The ride began early at the Victoria Memorial School for the Blind. In the sun’s muted, early morning rays, the small group of heritage enthusiasts quickly bustle around the campus, taking in its size and understated buildings rich in the Indo-Saracenic style.

Victoria Memorial School for the Blind

The sprawling campus was once a garrison that had barracks and stables and was also used as a prison and infirmary. At one point, the stables here had close to 400 horses, says Nivedita. The famed Poonamallee Arab horses were bred here, she adds. Nivedita also informs us that this campus was the place where the Madras Regiment was stationed at one point.

In a chance encounter, Nivedita stumbled upon a few fragmented inscriptions on stones in the campus that belonged to the Chola period.

“I found them when I came here as part of the research for my tour. Two Chola inscription fragments have been discovered – one belonging to Rajendra Chola and another to the Vikrama Chola period. I've now notified the museum regarding this,” she gushes enthusiastically.

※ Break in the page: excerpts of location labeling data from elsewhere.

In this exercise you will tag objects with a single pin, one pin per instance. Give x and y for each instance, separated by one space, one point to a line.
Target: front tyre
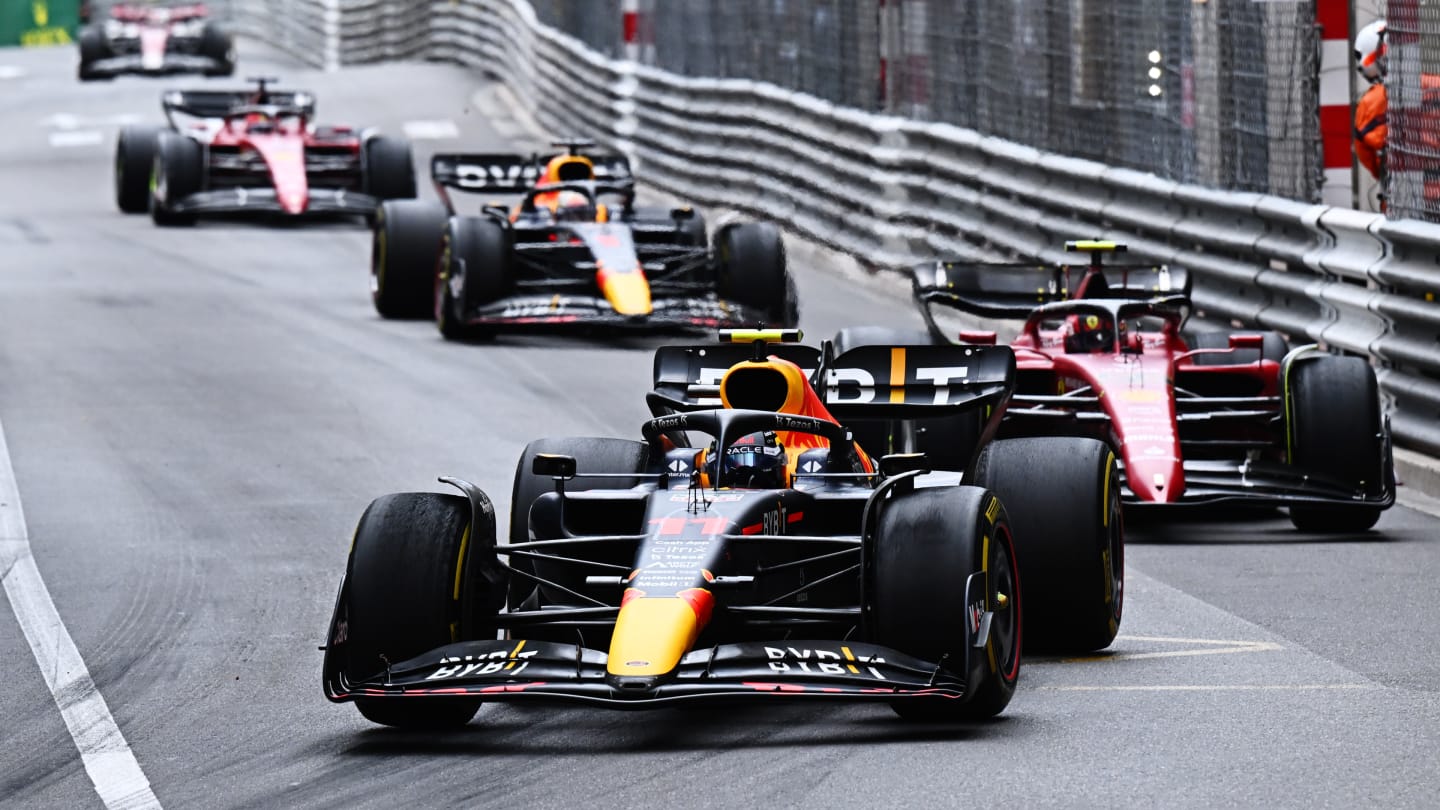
474 270
752 271
389 169
219 46
134 160
92 49
177 173
1332 414
409 551
405 247
926 545
1063 497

Chola inscriptions found on the floor of the veranda 

From here, the tour proceeded to a small temple in which the locals worship an ancient sati stone. “Although, for them, the sati kall (sati stone) is Lord Muneeswarar,” she adds.

A little away from the Muneeswarar temple is St John the Baptist Church which was initially a small thatched roof chapel in 1818. Walking across the narrow street, historian Venkatesh Ramakrishnan observes that we could be walking on what was once the fort’s walls.

A short drive from the church takes you to what looks like a house right out of Malgudi. This humble, single-storey, tile-roofed house was once called Doris Lodge. The lodge itself was constructed before 1854 on Muslim Inaam lands and was later “mistakenly” leased out to one Mr G Trustwein of British East India Company. In 1908, all leases were cancelled and everyone were asked to reregister their properties. The decrepit looking building was later sold to a local teacher, Prabavathi, whose sons occupy the house today. 

Doris Lodge

From Doris Lodge, we head to Panaiyathamman temple located on the main road (a few sculptures with interesting details lie abandoned here) and later to the Big Mosque that lies a short way ahead. Nivedita observes that the Big Mosque, built in 1653 by Rustam, son of a Golconda courtier named Astirabad Dhulfiqar, was the first Indo-Saracenic style mosque in Tamil Nadu.

Big Mosque, Poonamallee

Our next stop is the ancient Vaitheeswaran temple with its interesting sculptures of women warriors on the mandapam walls. Close to the temple is the Hindu Primary School that has been functioning since 1895.

Mandapam walls of Vaitheeswaran temple, Poonamallee

Hindu Primary School

Nivedita guides the group to more heritage spots. The birthplace of Tirukachi Nambi Alwar, the Wesley Church built in 1900 where Elijah Hoole preached in Tamil, the Mary Magdalene Church built between 1816-1819, and finally concluding the tour with the cemetery where the oldest grave dates back to 1795!

Birth place of Tirukachi Nambi Alwar

All through the tour, the layered history of Poonamallee unravels. It has more to offer and it seemed like an entire day could be spent exploring its secrets. This town too, like most places, has stayed neutral to religious influences, only binding itself to their stories and metamorphosing into a treasure trove of heritage buildings and legendary tales.